I have a Laravel 5.5 app, in which I generate events, for eg:
event(new ThingChange($thing, 'foo', 'bar'));
Those events implement ShouldBroadcast
:
class ThingChange implements ShouldBroadcast {
I'm broadcasting to Pusher channels. Broadcasting generates a queued job (I'm using the database queue driver), and the Laravel queue worker handles those jobs. The pusher config in config/broadcasting.php
is standard:
'pusher' => [
'driver' => 'pusher',
'key' => env('PUSHER_APP_KEY'),
'secret' => env('PUSHER_APP_SECRET'),
'app_id' => env('PUSHER_APP_ID'),
'options' => [
'cluster' => env('PUSHER_APP_CLUSTER', 'mt1'),
'encrypted' => true,
'useTLS' => true
],
],
This all works. It has been running for years, the config is correct. It also works fine from my local dev machine. There are many questions here on SO about getting the connection to Pusher working at all, often solved by allowing unencrypted connections, or adding curl parameters (example, example, example ...) - this is not one of those questions.

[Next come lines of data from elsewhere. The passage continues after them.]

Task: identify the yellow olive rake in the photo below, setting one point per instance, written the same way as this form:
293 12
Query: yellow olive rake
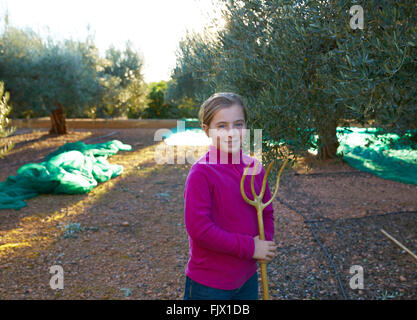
259 205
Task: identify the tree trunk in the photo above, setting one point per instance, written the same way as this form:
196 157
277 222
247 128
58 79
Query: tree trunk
59 125
328 143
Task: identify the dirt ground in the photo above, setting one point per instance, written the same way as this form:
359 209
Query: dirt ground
133 243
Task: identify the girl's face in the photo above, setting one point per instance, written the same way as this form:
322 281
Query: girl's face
226 129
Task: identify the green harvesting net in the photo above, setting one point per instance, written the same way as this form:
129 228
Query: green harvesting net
384 155
72 169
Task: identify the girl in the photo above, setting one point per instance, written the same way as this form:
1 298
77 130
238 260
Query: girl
222 228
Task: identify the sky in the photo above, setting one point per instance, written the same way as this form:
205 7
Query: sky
154 27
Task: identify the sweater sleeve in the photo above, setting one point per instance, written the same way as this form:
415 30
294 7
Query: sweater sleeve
200 226
268 213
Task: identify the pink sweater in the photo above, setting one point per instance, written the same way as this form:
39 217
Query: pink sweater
220 224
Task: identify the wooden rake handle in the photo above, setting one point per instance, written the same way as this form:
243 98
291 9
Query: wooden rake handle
259 205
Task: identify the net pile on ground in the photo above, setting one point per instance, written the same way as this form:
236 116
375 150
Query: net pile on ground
74 168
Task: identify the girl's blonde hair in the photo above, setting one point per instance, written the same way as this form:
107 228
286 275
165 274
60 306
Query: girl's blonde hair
219 101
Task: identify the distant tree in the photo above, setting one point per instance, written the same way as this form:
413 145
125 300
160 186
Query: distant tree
5 147
124 71
303 70
48 77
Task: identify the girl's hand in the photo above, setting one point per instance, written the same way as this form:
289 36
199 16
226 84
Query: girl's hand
264 250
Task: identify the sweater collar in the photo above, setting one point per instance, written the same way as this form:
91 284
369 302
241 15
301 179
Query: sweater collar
217 156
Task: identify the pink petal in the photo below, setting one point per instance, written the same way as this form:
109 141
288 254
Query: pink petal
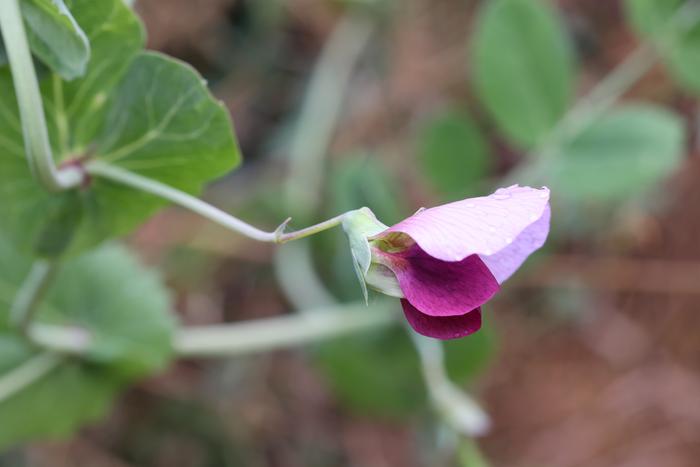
445 327
503 228
505 262
440 288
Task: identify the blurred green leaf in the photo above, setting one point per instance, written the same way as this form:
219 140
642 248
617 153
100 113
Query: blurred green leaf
56 405
125 310
3 53
377 374
124 307
675 33
453 154
467 357
159 121
523 67
620 155
55 37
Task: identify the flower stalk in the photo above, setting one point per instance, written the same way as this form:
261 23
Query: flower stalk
204 209
31 109
268 334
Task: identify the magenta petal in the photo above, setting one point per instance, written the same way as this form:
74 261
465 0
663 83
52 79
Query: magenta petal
441 288
444 327
484 226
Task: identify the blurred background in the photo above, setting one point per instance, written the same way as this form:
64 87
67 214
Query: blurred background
589 356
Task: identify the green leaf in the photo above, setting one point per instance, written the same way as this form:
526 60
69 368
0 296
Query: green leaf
71 395
3 53
139 110
55 37
620 155
523 67
675 33
453 154
377 374
125 310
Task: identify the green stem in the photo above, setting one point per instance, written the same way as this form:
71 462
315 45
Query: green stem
321 110
275 333
600 98
27 374
36 135
31 293
456 408
202 208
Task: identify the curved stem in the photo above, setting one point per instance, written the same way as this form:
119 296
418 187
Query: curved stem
202 208
321 110
31 293
27 374
35 132
457 408
274 333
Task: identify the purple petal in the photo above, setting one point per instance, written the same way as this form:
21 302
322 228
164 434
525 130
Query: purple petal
503 228
440 288
445 327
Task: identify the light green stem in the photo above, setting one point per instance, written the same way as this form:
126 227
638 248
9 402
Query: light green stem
31 293
456 408
202 208
319 115
275 333
36 136
600 98
27 374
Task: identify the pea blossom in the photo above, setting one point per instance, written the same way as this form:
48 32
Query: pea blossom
447 261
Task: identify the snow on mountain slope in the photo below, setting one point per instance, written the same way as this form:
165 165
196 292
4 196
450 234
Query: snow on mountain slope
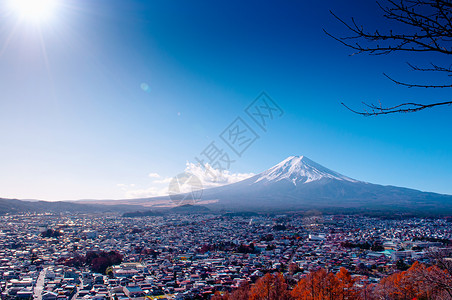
299 169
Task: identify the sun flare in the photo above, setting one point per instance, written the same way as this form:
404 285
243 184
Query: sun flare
33 10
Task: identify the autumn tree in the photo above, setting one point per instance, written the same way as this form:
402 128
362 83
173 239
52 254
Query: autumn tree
323 285
270 287
419 26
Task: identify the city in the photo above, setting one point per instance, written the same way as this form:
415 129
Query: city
194 256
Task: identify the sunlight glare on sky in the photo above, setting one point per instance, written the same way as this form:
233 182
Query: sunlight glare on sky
96 95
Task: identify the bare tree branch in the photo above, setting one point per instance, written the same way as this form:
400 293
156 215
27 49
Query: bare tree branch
427 28
401 108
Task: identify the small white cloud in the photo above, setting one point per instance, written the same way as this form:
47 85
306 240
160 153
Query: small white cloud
211 177
165 180
208 176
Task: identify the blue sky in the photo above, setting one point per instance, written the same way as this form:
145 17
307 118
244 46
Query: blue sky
76 123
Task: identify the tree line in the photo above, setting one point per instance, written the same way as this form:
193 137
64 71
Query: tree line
418 282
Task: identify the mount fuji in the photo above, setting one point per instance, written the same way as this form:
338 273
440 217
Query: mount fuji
298 183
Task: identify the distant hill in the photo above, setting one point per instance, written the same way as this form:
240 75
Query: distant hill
295 184
298 183
14 206
147 213
189 209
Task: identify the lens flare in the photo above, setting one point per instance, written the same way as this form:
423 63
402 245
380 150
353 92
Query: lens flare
33 10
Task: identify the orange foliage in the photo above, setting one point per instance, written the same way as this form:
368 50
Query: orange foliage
418 282
270 287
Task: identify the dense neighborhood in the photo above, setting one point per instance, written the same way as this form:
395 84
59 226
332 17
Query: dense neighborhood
194 256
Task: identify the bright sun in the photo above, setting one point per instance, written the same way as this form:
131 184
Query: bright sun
33 10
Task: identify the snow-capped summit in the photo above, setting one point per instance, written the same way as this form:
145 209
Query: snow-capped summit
299 169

However every now and then, if there are network troubles, broadcasting (unsurprisingly) fails. Last night for example there were network issues at my hosting provider's data centre, and I got a few of these exceptions in my logs:
[2021-11-11 00:22:43] production.ERROR: {"exception":"[object] (Illuminate\Broadcasting\BroadcastException(code: 0): at /path/to/vendor/laravel/framework/src/Illuminate/Broadcasting/Broadcasters/PusherBroadcaster.php:107)
The referenced line 107 throws that exception when Laravel could not connect to Pusher:
throw new BroadcastException(
is_bool($response) ? 'Failed to connect to Pusher.' : $response['body']
);
This is to be expected - network was down, Laravel could not connect to Pusher. There's no way around this, and I'm not trying to magically work around network trouble.
My question is how can I catch that exception? I monitor my production logs and don't want to see these - these events are simply notifications, they are not critical, and while I'd like to log that they failed, I don't want hard ERRORs and multiple full exception traces clogging up my logs.
Trying to catch an exception when generating the event does not work of course, bcs that is not what is actually failing:
try {
event(new ThingChange($thing, 'foo', 'bar'));
} catch (\Exception $e) {
// Won't work, firing the event is not what fails ...
}
There is nothing to actually catch in my event class itself, it simply sets some properties for the payload, and defines the channels to broadcast on.
Is there any way to catch this, without modifying Laravel sources?